Over the past decades, European archaeology focused on different ways of researching and protecting sites in the areas intended for construction and other forms of land development. This type of archaeology, which has become the predominant model of this scientific discipline, gained different names all over Europe: preventive, rescue, commercial, contract, development lead etc.
Whichever term we use to describe it – it is worth discussing. Therefore, the aim of next year’s EAC symposium is to review the different ways of delivering preventive or rescue archaeology across Europe, and to look at the challenges and benefits of state and private or commercial archaeology.

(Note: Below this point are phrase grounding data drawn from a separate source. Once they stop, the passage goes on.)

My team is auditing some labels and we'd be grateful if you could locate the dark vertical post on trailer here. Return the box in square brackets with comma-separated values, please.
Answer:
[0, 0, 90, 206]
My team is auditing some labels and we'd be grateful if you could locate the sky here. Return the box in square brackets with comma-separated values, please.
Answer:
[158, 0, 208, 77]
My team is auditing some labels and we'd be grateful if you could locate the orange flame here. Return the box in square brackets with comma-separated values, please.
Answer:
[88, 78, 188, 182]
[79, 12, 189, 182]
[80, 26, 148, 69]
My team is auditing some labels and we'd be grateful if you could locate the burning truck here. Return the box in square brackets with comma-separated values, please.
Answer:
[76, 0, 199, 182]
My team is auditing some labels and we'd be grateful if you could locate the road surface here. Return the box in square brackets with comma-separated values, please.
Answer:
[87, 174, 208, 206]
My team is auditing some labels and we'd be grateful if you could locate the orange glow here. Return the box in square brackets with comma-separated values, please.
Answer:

The anticipated outcome will be a greater shared understanding of the benefits and challenges faced and approaches taken by European States, to underpin more informed advice to governments on application or modification of policy.
The discussion is backed by the concept of integrating the approach of the Valetta Convention, which shaped preventive archaeology policies as we know them, with the concept of heritage communities contained in the Faro convention, which will determine 21st century integrated approach to heritage management.
The Symposium will last one and a half days (19-20 March) and will consist of three plenary panel sessions followed by discussions – including questions and comments from the floor:
Session 1 – Setting the scene
The aim of this session is to introduce the theme of the symposium by presenting the legal and organizational framework for different preventive archaeology models applied across Europe. The range of available solutions is very wide – from strictly centralized schemes to full free market models. Different countries developed their policies in different legal, social, and economic circumstances. The panelists’ task will be to summarize their country’s model and explain why it was chosen.
Session 2. Balancing stakeholders
This session is designed to focus on the effects. Its aim is to critically analyze the practical outcomes of different preventive archaeology solutions that have been applied and to show ways of balancing everyone’s expectations. One of the most important aspects is arbitrating the goals of the different stakeholders in the planning process. Panelists are expected to openly present the good and bad practices in their countries in order to initiate a vivid discussion on the actual benefits of preventive archaeology in the reality of the 21st century.
Session 3. Assuring quality
The final session is meant as a practical reminder of the actual reason for undertaking preventive archaeology measures. It is important to acknowledge that current measures used for protecting archeological heritage in the planning process are not taken for granted and that good relations with the public are essential. Panelists will be asked to address several issues from their countries’ experience such as finding the right expertise, monitoring quality, sharing results with different target groups, and last but not least – ensuring lasting public benefit.